However what it can help with is packaging up your work so you can build
and deploy in a repeatable fashion onto a number of different target
platforms.
With respect to developing your own package, you have 2 options.
1. The simplest, it to take the example 'helloworld' package and adapt
that to use your own code.
The work-flow would be something like:
unpack the package: ./ltib -p helloworld -m prep
Once unpacked, you can pour your code into the directory:
rpm/BUILD/helloworld-1.1 or even remove this and make
rpm/BUILD/helloworld-1.1 a symlink to your code.

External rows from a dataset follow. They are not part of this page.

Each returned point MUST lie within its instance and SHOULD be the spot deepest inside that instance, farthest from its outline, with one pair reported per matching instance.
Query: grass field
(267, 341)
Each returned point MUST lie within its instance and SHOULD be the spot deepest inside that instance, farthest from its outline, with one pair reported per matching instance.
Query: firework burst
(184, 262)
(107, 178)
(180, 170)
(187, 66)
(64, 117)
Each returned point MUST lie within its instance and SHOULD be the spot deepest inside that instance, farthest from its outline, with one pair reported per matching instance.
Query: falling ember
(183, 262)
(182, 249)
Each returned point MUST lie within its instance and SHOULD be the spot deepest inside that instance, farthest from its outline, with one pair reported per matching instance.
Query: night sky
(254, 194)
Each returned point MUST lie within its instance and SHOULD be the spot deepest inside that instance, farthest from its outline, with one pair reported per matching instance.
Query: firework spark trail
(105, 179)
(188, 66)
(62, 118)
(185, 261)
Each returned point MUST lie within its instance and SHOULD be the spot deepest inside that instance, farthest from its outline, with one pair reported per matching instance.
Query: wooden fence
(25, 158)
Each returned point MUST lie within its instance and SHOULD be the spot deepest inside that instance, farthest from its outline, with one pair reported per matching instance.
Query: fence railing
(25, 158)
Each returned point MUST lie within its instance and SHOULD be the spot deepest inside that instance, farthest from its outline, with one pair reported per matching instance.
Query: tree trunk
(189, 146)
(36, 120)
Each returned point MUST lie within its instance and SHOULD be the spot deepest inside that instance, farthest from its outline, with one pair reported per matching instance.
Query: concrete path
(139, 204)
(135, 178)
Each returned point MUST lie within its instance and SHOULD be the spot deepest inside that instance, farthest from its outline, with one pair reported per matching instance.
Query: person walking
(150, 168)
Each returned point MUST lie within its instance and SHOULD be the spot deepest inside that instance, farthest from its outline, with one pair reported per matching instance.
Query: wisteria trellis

NOTE: ltib will not remove anything under rpm/BUILD
From there, to adapt how things build for this package, you would
edit: dist/lfs-5.1/helloworld/helloworld.spe
To test-build your package you run: ./ltib -p helloworld -m scbuild
and to deploy it to the root file-system you're building: ./ltib -p
helloworld -m scdeploy
There is some information in the docs directory, but fundamentally, for
any package there are only a few key files you need:
dist/lfs-5.1/_my_package_name_/_my_package_name_.spec
an entry for this in config/userspace/packages.lkc:
config PKG_MYPACKAGE
bool "mypackage"
help
my package does this....
and an entry to in config/userspace/pkg_map to relate the entry in
packages.lkc to the spec file:
PKG_MYPACKAGE = _my_package_name_
2. The other way, which is more geared at real on-going package
development is to use the directory-build process. I don't have time to
describe this now, but the basics are shown in:
dist/lfs-5.1/u-boot/u-boot-dir-build.spec.in
dist/lfs-5.1/u-boot/u-boot-common.tmpl (this is an example, yours can be
simpler)
config/userspace/u-boot-dir-build.lkc
config/platform/mpc8360epb/main.lkc (this is an example of how to wire in)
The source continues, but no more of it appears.